Immerhin rechtfertigen es diese Zahlen und die Funktion der Sklaven im Rahmen der allgemeinen Wirtschaftsentwicklung durchaus, in ihnen das charakteristische Element der Wirtschaftsformation zu sehen. Denn, um einen Hinweis von M. I. Finley aufzunehmen: Auch in den Südstaaten der USA bildeten die Negersklaven am Vorabend des Bürgerkriegs lediglich rund ein Drittel der Gesamtbevölkerung, während umgekehrt drei Viertel der Weißen überhaupt keine Sklaven besaßen. Dennoch wird die entscheidende Rolle der Sklaverei in der Wirtschaftsstruktur der Südstaaten der USA in der ersten Hälfte des vorigen Jahrhunderts nicht bestritten.

Die Tatsache, daß zunächst weithin ehemalige Kriegsgefangene das Hauptkontingent der Sklaven stellten, darf nun freilich nicht so einseitig bewertet werden, wie dies einst bei Max Weber geschah. Da Weber die „natürliche Reproduktion“ der Sklaven praktisch ausschloß, waren für ihn die großen Eroberungskriege Roms auch das wichtigste Mittel zur Deckung des Sklavenbedarfs. Als sie eingestellt wurden, mußte daher nach Weber auch das ganze, auf Sklavenarbeit gestellte Wirtschaftssystem scheitern. Diese These setzte sich in den ersten Jahrzehnten unseres Jahrhunderts weithin durch, sie wurde auch von der sowjetrussischen Forschung aufgegriffen und erst in den letzten beiden Jahrzehnten durch ein wesentlich differenzierteres Gesamtbild ersetzt, in dem nun auch die Heranbildung von im Haus geborenen Sklaven, der vernae, und die Versorgung des Sklavenmarktes durch Seeräuber sowie andere Formen gewaltsamer Versklavung, aber auch zum Beispiel die Aussetzung von Kindern und andere Phänomene gebührend berücksichtigt wurden.

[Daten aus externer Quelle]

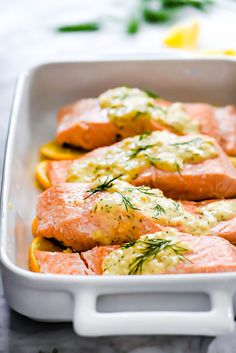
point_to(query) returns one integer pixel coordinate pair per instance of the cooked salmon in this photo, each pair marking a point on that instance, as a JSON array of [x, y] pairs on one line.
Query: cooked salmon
[[207, 254], [61, 263], [211, 178], [81, 216], [84, 124]]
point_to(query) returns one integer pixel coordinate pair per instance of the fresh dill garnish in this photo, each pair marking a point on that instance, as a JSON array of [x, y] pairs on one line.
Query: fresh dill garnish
[[146, 190], [152, 160], [186, 142], [128, 245], [144, 135], [177, 205], [159, 210], [127, 203], [139, 149], [151, 93], [178, 168], [152, 247], [107, 184]]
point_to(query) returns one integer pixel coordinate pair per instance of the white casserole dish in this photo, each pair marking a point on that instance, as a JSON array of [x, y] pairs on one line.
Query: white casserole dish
[[200, 304]]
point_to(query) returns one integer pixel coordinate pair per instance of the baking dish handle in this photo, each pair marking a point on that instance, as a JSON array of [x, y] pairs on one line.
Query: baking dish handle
[[89, 322]]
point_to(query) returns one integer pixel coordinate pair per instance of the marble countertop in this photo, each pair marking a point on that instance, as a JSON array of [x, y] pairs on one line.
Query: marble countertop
[[26, 39]]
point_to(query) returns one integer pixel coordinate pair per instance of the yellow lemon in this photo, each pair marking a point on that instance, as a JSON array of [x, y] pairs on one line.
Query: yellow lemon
[[183, 36]]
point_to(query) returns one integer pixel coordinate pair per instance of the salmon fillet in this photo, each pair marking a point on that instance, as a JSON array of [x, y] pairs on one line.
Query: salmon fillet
[[84, 124], [212, 178], [65, 212], [61, 263], [207, 255]]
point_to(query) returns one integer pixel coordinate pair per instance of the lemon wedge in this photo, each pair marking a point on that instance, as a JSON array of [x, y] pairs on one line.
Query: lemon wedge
[[184, 36]]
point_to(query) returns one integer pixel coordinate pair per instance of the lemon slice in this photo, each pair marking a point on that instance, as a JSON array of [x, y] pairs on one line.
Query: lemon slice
[[41, 175], [42, 244], [54, 151], [184, 36]]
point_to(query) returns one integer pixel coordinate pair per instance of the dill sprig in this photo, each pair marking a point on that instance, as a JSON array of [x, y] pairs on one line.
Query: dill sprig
[[107, 184], [139, 149], [127, 203], [159, 210], [152, 247], [146, 190], [152, 160], [144, 135], [178, 168]]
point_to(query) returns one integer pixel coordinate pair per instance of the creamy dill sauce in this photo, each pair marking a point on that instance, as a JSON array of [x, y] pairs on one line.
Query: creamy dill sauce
[[163, 150], [151, 254], [218, 211], [127, 106], [127, 207]]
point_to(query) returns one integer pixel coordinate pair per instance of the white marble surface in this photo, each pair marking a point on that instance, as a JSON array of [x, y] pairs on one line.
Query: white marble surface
[[26, 39]]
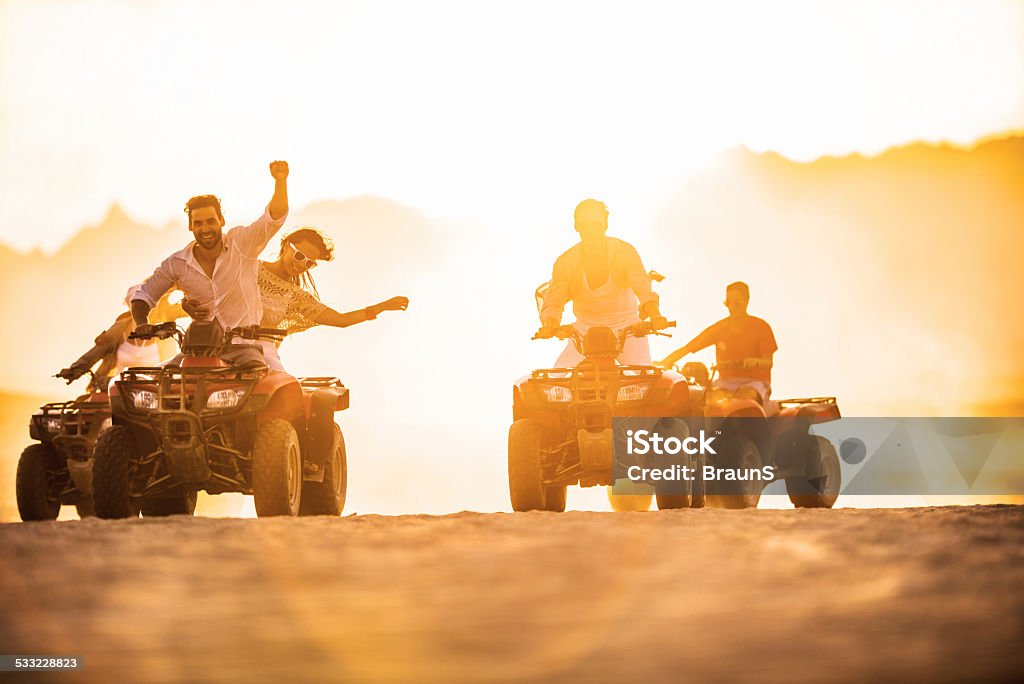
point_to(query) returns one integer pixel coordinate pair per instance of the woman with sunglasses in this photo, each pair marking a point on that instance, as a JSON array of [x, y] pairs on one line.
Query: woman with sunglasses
[[289, 294]]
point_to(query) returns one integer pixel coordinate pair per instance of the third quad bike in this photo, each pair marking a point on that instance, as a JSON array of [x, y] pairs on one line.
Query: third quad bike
[[213, 426], [773, 433], [57, 469], [562, 419]]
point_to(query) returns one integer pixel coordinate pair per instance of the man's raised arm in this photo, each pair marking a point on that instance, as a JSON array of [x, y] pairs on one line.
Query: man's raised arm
[[252, 239], [279, 203]]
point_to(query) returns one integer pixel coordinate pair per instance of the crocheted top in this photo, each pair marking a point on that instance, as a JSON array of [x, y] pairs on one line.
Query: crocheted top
[[286, 305]]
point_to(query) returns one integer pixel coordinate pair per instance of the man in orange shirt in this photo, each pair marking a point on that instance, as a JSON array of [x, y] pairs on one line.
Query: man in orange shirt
[[743, 347]]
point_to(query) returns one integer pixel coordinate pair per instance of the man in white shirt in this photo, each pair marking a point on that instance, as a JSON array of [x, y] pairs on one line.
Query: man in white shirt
[[217, 271], [607, 284]]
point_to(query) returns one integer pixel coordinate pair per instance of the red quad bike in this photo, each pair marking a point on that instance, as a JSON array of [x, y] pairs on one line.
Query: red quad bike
[[776, 433], [561, 433], [57, 470], [213, 426]]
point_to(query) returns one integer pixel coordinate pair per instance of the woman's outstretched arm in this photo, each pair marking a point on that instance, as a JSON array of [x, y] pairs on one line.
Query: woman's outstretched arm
[[331, 317]]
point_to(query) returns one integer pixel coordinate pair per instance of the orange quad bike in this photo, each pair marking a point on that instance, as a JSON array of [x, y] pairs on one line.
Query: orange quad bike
[[776, 433], [57, 469], [562, 429], [219, 427]]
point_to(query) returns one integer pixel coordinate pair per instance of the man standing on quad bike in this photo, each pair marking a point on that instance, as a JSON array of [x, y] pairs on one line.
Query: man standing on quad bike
[[744, 346], [217, 271], [116, 351], [607, 284]]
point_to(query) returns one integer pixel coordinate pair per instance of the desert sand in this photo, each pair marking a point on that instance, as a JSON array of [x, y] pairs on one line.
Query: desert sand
[[925, 594]]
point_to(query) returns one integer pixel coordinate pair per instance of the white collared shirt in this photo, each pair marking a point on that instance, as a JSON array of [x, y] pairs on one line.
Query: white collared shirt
[[231, 295]]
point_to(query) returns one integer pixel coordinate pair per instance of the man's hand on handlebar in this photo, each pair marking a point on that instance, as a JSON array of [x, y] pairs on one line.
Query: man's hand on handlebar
[[72, 374], [143, 331], [660, 323], [195, 310]]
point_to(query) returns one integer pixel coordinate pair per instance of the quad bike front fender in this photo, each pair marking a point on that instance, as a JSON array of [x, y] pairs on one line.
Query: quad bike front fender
[[320, 423]]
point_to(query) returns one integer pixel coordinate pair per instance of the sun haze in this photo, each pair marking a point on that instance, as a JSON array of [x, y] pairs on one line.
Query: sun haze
[[453, 107]]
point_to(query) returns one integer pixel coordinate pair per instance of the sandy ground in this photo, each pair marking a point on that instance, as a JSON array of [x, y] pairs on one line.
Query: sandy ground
[[847, 595]]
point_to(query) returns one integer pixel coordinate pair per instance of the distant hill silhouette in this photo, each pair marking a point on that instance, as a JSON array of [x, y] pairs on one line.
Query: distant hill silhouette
[[892, 281], [899, 271]]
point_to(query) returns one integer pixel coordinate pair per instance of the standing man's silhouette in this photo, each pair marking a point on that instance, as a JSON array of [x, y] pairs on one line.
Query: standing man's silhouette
[[744, 347]]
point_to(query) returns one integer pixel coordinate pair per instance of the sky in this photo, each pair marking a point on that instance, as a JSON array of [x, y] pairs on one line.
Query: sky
[[493, 112]]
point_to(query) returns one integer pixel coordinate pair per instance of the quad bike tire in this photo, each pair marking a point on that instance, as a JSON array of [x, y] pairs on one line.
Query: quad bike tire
[[670, 502], [526, 488], [328, 498], [739, 452], [822, 489], [85, 508], [276, 469], [32, 483], [554, 499], [112, 458], [182, 503]]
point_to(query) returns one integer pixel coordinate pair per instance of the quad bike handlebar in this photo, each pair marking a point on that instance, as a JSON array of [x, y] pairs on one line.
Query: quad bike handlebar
[[637, 330], [167, 330], [160, 331], [72, 374]]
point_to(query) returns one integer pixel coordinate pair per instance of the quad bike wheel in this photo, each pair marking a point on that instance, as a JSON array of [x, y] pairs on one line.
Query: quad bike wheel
[[737, 452], [554, 499], [525, 481], [112, 459], [85, 508], [33, 483], [328, 498], [181, 503], [821, 489], [276, 469], [669, 502]]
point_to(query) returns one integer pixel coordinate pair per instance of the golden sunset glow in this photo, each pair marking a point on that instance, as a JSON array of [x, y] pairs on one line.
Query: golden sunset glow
[[443, 145]]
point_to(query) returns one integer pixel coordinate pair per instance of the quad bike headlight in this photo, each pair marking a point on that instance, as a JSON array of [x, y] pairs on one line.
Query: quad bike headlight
[[143, 398], [633, 392], [718, 395], [558, 394], [224, 398]]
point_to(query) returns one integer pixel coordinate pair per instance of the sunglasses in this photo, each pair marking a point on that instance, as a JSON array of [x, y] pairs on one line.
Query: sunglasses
[[302, 258]]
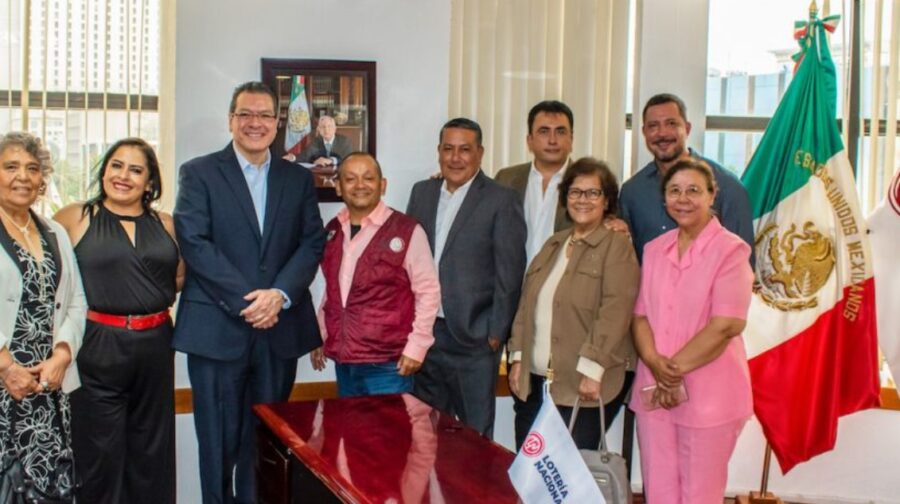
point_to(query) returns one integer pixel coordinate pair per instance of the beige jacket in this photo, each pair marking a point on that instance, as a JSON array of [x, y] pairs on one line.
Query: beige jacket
[[592, 310], [516, 177]]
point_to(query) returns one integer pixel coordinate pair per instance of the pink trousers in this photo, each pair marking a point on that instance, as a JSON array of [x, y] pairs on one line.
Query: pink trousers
[[685, 465]]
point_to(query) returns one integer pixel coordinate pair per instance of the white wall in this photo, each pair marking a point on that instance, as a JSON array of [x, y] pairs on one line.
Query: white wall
[[220, 48]]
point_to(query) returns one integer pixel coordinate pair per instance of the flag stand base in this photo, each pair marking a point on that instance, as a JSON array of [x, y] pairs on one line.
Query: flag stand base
[[758, 498]]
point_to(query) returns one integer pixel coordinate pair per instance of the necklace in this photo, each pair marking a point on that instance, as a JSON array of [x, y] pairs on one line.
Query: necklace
[[22, 229], [39, 266]]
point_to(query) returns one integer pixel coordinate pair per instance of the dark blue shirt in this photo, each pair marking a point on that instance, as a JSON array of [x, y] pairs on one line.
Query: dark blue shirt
[[642, 206]]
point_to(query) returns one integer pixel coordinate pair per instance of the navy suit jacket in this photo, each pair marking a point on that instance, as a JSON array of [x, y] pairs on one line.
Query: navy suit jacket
[[227, 256], [483, 260]]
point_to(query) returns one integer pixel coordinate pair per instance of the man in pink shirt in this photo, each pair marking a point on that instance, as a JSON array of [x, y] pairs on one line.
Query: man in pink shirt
[[381, 289]]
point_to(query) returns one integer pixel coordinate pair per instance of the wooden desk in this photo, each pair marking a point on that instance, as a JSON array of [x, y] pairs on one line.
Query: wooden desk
[[377, 449]]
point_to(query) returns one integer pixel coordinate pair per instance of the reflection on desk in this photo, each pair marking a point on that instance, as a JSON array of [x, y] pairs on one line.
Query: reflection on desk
[[377, 449]]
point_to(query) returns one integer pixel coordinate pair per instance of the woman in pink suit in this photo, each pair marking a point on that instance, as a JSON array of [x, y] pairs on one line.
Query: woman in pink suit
[[692, 389]]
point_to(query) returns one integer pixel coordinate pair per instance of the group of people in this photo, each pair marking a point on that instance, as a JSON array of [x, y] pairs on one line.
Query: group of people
[[585, 285]]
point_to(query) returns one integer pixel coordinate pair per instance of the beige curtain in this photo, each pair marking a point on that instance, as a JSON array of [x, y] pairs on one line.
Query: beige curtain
[[507, 55], [882, 141], [166, 150]]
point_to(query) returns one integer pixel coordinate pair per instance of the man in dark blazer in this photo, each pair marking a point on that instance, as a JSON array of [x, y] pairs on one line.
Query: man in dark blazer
[[477, 234], [249, 229], [550, 130], [328, 148]]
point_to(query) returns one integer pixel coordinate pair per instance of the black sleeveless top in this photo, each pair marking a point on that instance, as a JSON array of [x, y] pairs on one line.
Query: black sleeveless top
[[121, 278]]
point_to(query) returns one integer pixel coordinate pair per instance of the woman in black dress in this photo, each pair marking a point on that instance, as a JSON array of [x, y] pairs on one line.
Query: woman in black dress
[[41, 323], [123, 421]]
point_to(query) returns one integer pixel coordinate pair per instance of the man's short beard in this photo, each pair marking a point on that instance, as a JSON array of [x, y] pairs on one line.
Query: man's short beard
[[677, 154]]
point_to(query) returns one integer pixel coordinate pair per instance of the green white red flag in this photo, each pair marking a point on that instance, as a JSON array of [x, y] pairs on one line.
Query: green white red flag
[[810, 336], [298, 125]]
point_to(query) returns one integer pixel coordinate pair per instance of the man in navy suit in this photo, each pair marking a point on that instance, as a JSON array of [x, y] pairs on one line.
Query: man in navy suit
[[249, 229], [477, 233]]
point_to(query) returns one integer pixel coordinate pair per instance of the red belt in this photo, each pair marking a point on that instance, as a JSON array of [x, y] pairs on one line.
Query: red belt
[[136, 322]]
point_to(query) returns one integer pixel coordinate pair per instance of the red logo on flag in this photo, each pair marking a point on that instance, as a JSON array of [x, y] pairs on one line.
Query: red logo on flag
[[894, 193], [533, 445]]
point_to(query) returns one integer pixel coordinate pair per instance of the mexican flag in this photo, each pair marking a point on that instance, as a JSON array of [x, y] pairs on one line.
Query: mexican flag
[[298, 127], [810, 333], [884, 227]]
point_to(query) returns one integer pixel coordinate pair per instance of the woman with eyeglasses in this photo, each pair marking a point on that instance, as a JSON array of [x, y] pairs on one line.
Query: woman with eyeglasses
[[575, 310], [41, 325], [123, 417], [692, 392]]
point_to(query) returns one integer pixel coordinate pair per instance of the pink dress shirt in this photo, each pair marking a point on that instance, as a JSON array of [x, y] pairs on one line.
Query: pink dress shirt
[[679, 296], [419, 266]]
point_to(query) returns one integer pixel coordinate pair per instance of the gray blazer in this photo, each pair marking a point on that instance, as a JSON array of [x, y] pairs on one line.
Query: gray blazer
[[483, 260], [516, 177]]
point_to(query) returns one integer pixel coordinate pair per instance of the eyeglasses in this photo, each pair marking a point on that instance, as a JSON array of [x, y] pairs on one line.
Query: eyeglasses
[[245, 116], [691, 192], [590, 194], [559, 132]]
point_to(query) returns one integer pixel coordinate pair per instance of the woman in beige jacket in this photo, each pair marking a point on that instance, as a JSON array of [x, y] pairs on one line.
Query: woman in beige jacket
[[575, 311]]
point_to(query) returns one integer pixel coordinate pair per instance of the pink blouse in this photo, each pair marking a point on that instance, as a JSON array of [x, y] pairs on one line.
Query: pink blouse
[[679, 296]]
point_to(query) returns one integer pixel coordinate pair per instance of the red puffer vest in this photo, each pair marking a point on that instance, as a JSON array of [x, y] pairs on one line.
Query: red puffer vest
[[375, 324]]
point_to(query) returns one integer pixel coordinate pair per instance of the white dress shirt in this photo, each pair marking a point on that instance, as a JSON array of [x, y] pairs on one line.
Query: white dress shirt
[[448, 207], [540, 209]]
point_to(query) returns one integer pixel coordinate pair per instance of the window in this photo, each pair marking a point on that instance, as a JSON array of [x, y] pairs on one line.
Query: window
[[77, 120], [750, 67]]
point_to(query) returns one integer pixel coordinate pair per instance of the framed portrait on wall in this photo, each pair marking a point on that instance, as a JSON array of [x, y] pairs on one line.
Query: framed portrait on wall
[[326, 111]]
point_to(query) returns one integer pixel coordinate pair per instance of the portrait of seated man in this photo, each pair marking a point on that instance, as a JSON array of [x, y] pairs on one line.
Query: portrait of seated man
[[328, 148]]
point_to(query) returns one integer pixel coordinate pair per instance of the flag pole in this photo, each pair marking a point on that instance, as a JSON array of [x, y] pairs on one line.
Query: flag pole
[[763, 496]]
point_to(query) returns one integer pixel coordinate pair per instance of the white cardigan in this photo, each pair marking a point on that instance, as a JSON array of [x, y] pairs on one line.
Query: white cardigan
[[70, 304]]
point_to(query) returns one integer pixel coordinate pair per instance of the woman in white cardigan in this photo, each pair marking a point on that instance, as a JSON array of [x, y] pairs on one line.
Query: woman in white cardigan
[[42, 320]]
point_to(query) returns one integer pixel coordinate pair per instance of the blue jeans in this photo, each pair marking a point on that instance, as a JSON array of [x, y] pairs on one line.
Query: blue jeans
[[370, 379]]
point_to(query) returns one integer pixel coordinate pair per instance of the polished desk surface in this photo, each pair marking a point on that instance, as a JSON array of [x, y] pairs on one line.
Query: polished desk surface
[[391, 448]]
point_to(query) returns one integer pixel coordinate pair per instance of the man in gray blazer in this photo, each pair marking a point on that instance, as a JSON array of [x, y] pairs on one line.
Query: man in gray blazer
[[550, 129], [477, 233]]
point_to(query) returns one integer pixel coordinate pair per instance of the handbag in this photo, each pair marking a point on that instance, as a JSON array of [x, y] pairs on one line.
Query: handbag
[[15, 485], [608, 468]]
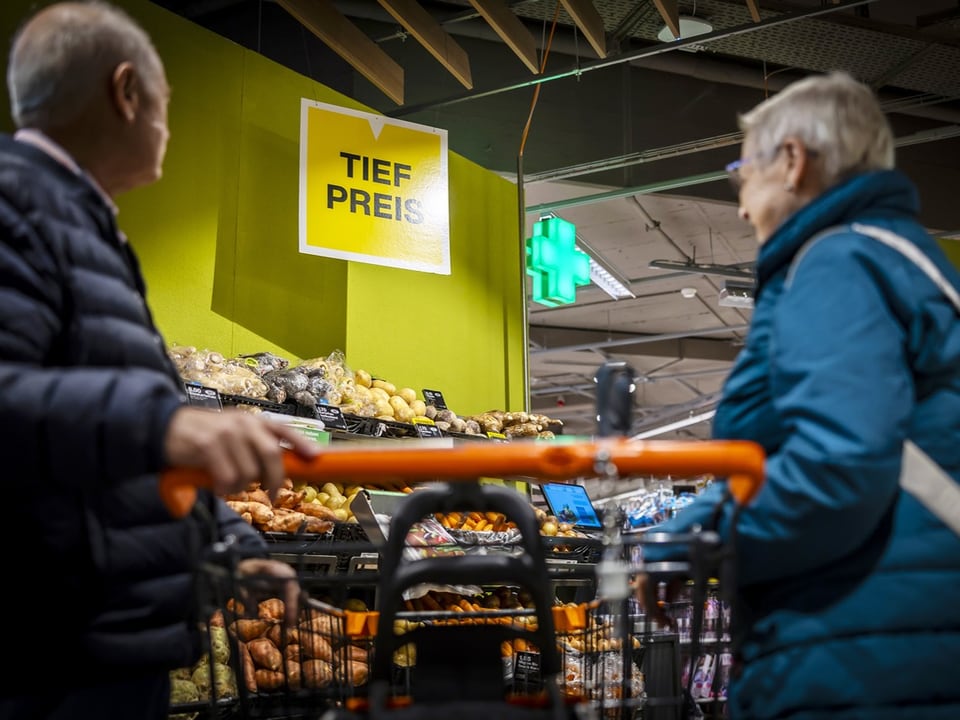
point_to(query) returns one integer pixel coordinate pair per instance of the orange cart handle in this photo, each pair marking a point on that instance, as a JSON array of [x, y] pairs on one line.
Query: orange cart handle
[[741, 461]]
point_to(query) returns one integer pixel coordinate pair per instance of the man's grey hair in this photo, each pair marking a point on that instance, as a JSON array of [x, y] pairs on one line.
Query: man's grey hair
[[65, 55], [836, 116]]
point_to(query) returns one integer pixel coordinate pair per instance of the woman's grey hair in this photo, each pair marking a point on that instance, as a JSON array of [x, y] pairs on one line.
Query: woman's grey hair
[[65, 55], [834, 115]]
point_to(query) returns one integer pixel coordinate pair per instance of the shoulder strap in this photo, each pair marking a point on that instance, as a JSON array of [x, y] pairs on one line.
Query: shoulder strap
[[914, 255], [891, 240], [920, 476]]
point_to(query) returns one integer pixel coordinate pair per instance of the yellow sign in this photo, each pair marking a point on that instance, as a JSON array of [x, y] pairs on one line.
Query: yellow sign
[[373, 189]]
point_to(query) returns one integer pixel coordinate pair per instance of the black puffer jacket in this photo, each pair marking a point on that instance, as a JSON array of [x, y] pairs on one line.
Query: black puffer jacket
[[86, 393]]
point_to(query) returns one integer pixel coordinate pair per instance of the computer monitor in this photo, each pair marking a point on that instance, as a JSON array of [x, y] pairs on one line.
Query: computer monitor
[[571, 504]]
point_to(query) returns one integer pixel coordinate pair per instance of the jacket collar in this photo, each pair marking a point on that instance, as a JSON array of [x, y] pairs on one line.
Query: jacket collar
[[872, 195]]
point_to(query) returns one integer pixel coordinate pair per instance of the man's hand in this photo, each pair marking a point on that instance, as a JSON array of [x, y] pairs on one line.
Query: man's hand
[[234, 447], [265, 578]]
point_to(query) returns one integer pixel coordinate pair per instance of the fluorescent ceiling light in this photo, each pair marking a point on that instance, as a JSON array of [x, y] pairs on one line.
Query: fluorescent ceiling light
[[686, 422], [734, 294], [606, 281], [689, 27]]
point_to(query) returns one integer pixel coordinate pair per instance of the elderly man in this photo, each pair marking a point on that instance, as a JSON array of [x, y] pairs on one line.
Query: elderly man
[[92, 408]]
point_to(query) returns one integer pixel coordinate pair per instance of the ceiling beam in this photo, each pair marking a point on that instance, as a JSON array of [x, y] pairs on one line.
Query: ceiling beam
[[626, 340], [689, 347], [659, 48], [511, 30], [587, 18], [670, 12], [349, 42], [437, 41]]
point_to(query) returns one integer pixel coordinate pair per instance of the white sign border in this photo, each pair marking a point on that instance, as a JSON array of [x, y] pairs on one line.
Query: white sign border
[[440, 268]]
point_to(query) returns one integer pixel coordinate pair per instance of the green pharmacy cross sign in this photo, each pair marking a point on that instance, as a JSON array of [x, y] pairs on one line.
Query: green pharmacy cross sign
[[555, 263]]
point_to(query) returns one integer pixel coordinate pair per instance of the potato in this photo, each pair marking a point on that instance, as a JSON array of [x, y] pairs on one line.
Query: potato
[[408, 394], [183, 692], [379, 395], [389, 387], [404, 414], [331, 490], [267, 680], [181, 674], [358, 672], [406, 656], [265, 654], [445, 415], [316, 673]]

Jedenfalls wurde schon bald ein regelrechter Sklavenmarkt organisiert, dessen Zentren zunächst in Rhodos, in Puteoli in Kampanien, damals dem wichtigsten Einfuhrhafen Roms, in Aquileia und in Tanais an der Donmündung lagen. Nach den Repressalien Roms gegen Rhodos wurde Delos zum wichtigsten Umschlagplatz in der Ägäis. Dort wurden vor allem auch die von den Seeräubern im östlichen Mittelmeer versklavten Gefangenen weiterverkauft, Sklaven, die ursprünglich häufig aus Bithynien, Pontos, Kappadokien oder Syrien stammten. Das Gesamtvolumen dieser Sklavenmärkte läßt sich nicht sicher ermitteln. Immerhin wissen wir aus einem Nebensatz Strabos (14, 5, 2), daß Delos über Einrichtungen so großen Ausmaßes für den Sklavenmarkt verfügte, daß dort angeblich an einem Tag 10.000 Sklaven umgesetzt werden konnten.

Der Durchschnittspreis eines gesunden und kräftigen Sklaven ohne besondere Spezialkenntnisse, also eines Sklaven, der etwa in der Landwirtschaft eingesetzt werden konnte, lag bei 500 Denaren. Um auch hier einen Vergleichswert zu bieten, sei erwähnt, daß die Löhnung eines römischen Legionärs zu Anfang des 2. Jahrhunderts v. Chr. auf ca. 120 Denare pro Jahr veranschlagt wird. Daraus ergibt sich, daß der Preis für einen Sklaven so hoch war, daß sich ein Kleinbauer nur in Ausnahmefällen einen Sklaven leisten konnte. Selbstverständlich lagen die Preise für Spezialisten und für besonders qualifizierte Sklaven noch wesentlich höher. Für einen guten Handwerker oder einen gebildeten Haussklaven mußte man schon 1500 Denare ausgeben — mehr hat Cato allerdings auch nie für einen Sklaven angelegt. Den höchsten Preis, der angeblich je für einen Sklaven bezahlt worden ist, brachte im 1. Jahrhundert v. Chr. der Grammatiker Lutatius Daphnis in der Höhe von 175000 Denaren ein — aber das war ein völlig atypischer Spezialistenpreis.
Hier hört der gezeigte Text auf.